Where Do I Start With Consuming Source Files That can be Queries in Fabric Data Warehouse

dnauflett · ‎06-25-2024

Hello,

I know how to do this in AWS, but want to make sure I start on the correct path with MicroSoft Fabric Warehouse. We receive 520 files from our core system everyday. We want to create a persistent stage in Azure Fabric Warehouse, so our DGO team can query this data historically (we only Stage one days worth of data in SQLServer for Warehouse processing). We have to manually load the day they want to inspect into SQLServer, which is painful for everyone.

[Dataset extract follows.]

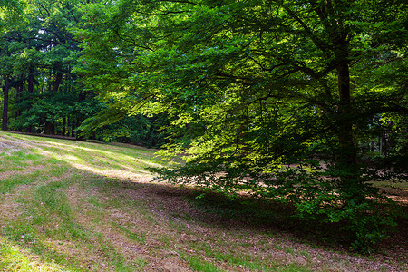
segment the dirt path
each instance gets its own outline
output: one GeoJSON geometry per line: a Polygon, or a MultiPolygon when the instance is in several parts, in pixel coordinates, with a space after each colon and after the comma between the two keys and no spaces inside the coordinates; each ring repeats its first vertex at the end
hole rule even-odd
{"type": "MultiPolygon", "coordinates": [[[[53,145],[0,134],[0,153],[49,149],[53,145]]],[[[49,152],[42,150],[41,153],[46,156],[49,152]]],[[[407,268],[408,252],[403,232],[406,225],[400,227],[402,233],[384,242],[380,253],[369,257],[354,256],[344,246],[328,246],[299,238],[278,222],[254,224],[248,216],[228,218],[209,212],[194,204],[194,189],[149,183],[150,177],[142,175],[131,177],[118,171],[110,176],[71,169],[70,164],[61,163],[62,169],[70,171],[53,173],[54,169],[37,165],[21,171],[0,172],[0,181],[2,177],[28,175],[34,170],[48,175],[0,194],[0,225],[5,227],[10,222],[26,220],[35,228],[38,238],[44,238],[48,250],[78,263],[83,271],[138,271],[118,268],[120,262],[122,262],[120,267],[126,265],[137,267],[140,264],[140,271],[192,271],[195,259],[208,267],[216,264],[226,271],[275,271],[290,269],[290,266],[294,270],[306,267],[311,271],[406,271],[407,268]],[[66,198],[62,206],[68,209],[63,213],[58,208],[47,207],[36,195],[42,188],[51,189],[53,185],[59,184],[61,187],[50,191],[60,200],[66,198]],[[55,221],[35,225],[30,221],[35,214],[27,214],[30,209],[39,215],[49,214],[55,221]],[[66,227],[66,230],[83,231],[83,238],[60,231],[68,221],[72,226],[66,227]]],[[[405,197],[401,196],[403,199],[405,197]]],[[[33,247],[23,240],[18,242],[27,248],[33,247]]]]}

The files themsoelves do NOT have column headers nor do they all have Dates in them to denote the Business Effective Date of the data within. We do have meta-data for each table to let a process know the struture. We can easily transform this meta-data so it can be used by Fabric so it can know the struture for each file. The names of the individual file will be the same everyday. We have an internal process for moving files (move-it) within our company that can write to Azure.

In another life, we used AWS S3 to place each days file in a dictory (Date Named: 20240625 as a example) and used the Date on the folders as the Business Effective Date. We used a crawler that crawled the directory and made new data available. Was looking to do something similar. In Azure Fabric. Just dont know where to start with Azure for accomplishing this.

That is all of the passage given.